A few days ago, there’s been a great talk about G.Fast at the Local Chaos Computer Club chapter (C4, Cologne) by Stefan Förster of NetCologne. Here’s a link to the video of the talk (in German). I was particularly interested, because NetCologne recently announced that they have finished their G.fast trial (using the existing telephony copper wiring in buildings) and are about to start commercial service. This sounds like great news and I had quite a number of questions in my mind, including how G.fast can coexist with VDSL Vectoring that the the national incumbent offers in Cologne today.
I was particularly anxious to learn how G.fast and VDSL vectoring can coexist in the same cable harness in the building, because vectoring and G.fast are both about cancelling cross-talk to achieve high speeds. Having two systems running side by side not knowing of each other would be kind of counter productive.
It looks like already today, NetCologne uses Fiber to the Building (FTTB) to connect their customers to the Internet. Cologne has many 5 to 6 floor buildings and their fiber cable terminates in the basement. Over the years, they have installed small DSL DSLAMs to provide up to 100 Mbit/s in the downlink direction and 50 Mbit/s in the uplink direction. For their step to G.fast, they are now replacing the current generation of mini-DSLAMs in the basements with new G.fast capable equipment. Coexistence in the building’s cable harness with DSL Vectoring that is provided by the incumbent from street side cabinets is achieved by G.fast NOT using the first 17.7 MHz in case of VDSL Vectoring, or by NOT using the first 30 MHz of bandwidth in the cable to coexist with VDSL Super-Vectoring. G.fast then uses spectrum up to 106 MHz in the current generation of G.fast and to 212 MHz in the next hardware generation. This way, VDSL (Super-) Vectoring from the street side cabinet and G.fast from the basement will not get in each others way, at the expense of G.fast, as the in-house system will not be able to use 17 – 30 MHz of prime spectrum in the cable.
Still, NetCologne says they can provide 500 MBit/s in downlink and 100 Mbit/s in the uplink direction to the large majority of their customers with the current incarnation of G.fast.

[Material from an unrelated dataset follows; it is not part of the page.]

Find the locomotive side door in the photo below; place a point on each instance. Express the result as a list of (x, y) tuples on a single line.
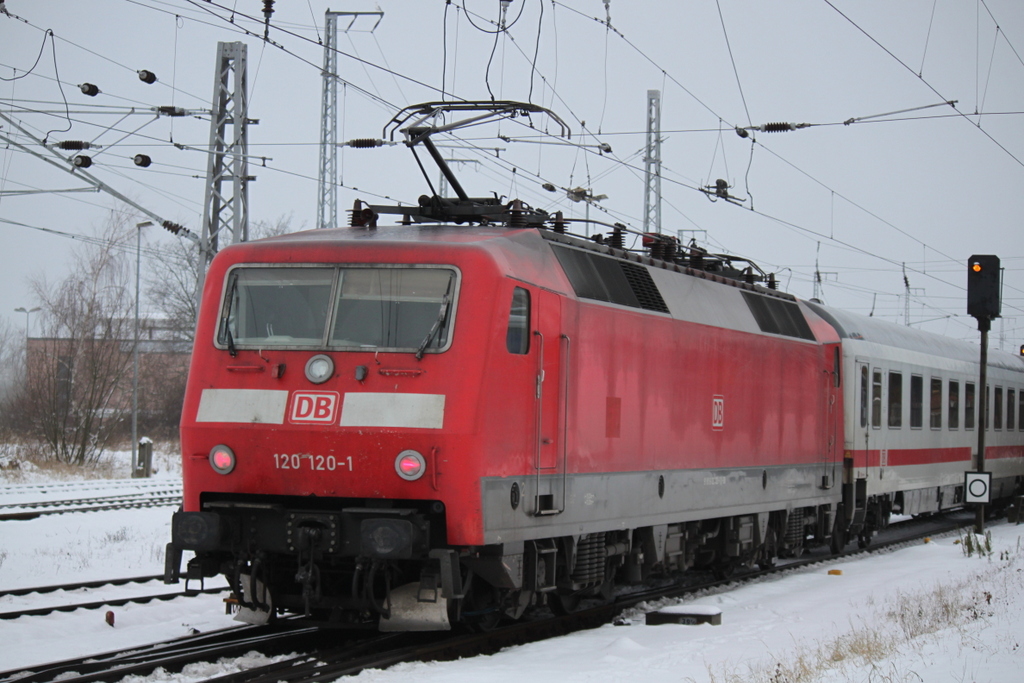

Today, G.fast goes up to 106 MHz in the cable, which works well, as the average line length is around 30 meters. Compare this to the length of my line to the street cabinet, which is over 300 meters. The next generation of G.fast will go up to 212 MHz in the cable and there are already plans for G.mgfast that will go up to 424 MHz.
TDD Uplink and Downlink Separation
Another thing I found quite interesting is that while VDSL Vectoring uses frequency multiplexing to separate uplink and downlink, G.fast uses time division multiplexing that can be dynamically adapted. I don’t know how quickly and dynamically this works in practice. Also, the ratio has to be the same for all G.fast modems behind a G.fast DSLAM in the basement. It didn’t become quite clear if NetCologne intends to use this feature to dynamically adapt the uplink downlink ratio depending on the changing traffic of all subscribers, so this remains to be seen.
What Kind of Fiber?
So what kind of fiber access technology does NetCologne use to connect their DSLAMs in the basements? According to the talk, GPON is used today and XGS-PON is an option once the 2.5 Gbit/s in the downlink and 1.25 Gbit/s in the uplink of a single GPON link that can serve one or more G.fast DSLAMs in the basement gets saturated. The G.fast DSLAMs that go into basements seem to be quite small. In a first instance, they will use DSLAMs with 8 and 16 G.fast ports and a version with 24 ports will become available next year. These sizes are quite reasonable for Cologne, with most buildings in Cologne not exceeding 5 or 6 floors with 3 or 4 households per floor. Oh, and by the way, did you know that G.fast offers an option to power the DSLAM from the modems on the other side? This seems to have been standardized to allow G.fast micro DSLAMs to be deployed in cable ducts outside buildings where power is not available.
An Alternative To Fiber To The Home (FTTH)?
So these were my takeaways from the talk. So far, G.fast does not seem to have a lot of traction, but for Germany and perhaps other countries, it could be an interesting alternative in the medium-term before finally getting FTTH directly into apartments. And there’s a good reason. In my Paris flat I have FTTH for quite some years now but it seems to be much simpler for a Telco there to show up and to literally just ‘nail fiber’ to the stairway walls. Unthinkable in Germany…
So this is all nice and well except for one problem I would have, should I get the choice between VDSL Vectoring the I have today and G.fast from NetCologne: They don’t give out public IPv4 addresses for private lines! As I host my cloud services at home, I require a public IPv4. Yes, I could use a redirection but that’s a kludge. And yes, they offer business lines with a fixed public IPv4 address but unfortunately, pricing compared to what I have today is not competitive. But being the optimist, who says that this can’t change at some point?
Overall it looks like competition works and it remains to be seen what the national incumbent will do once a competitor can offer data rates far exceeding their own.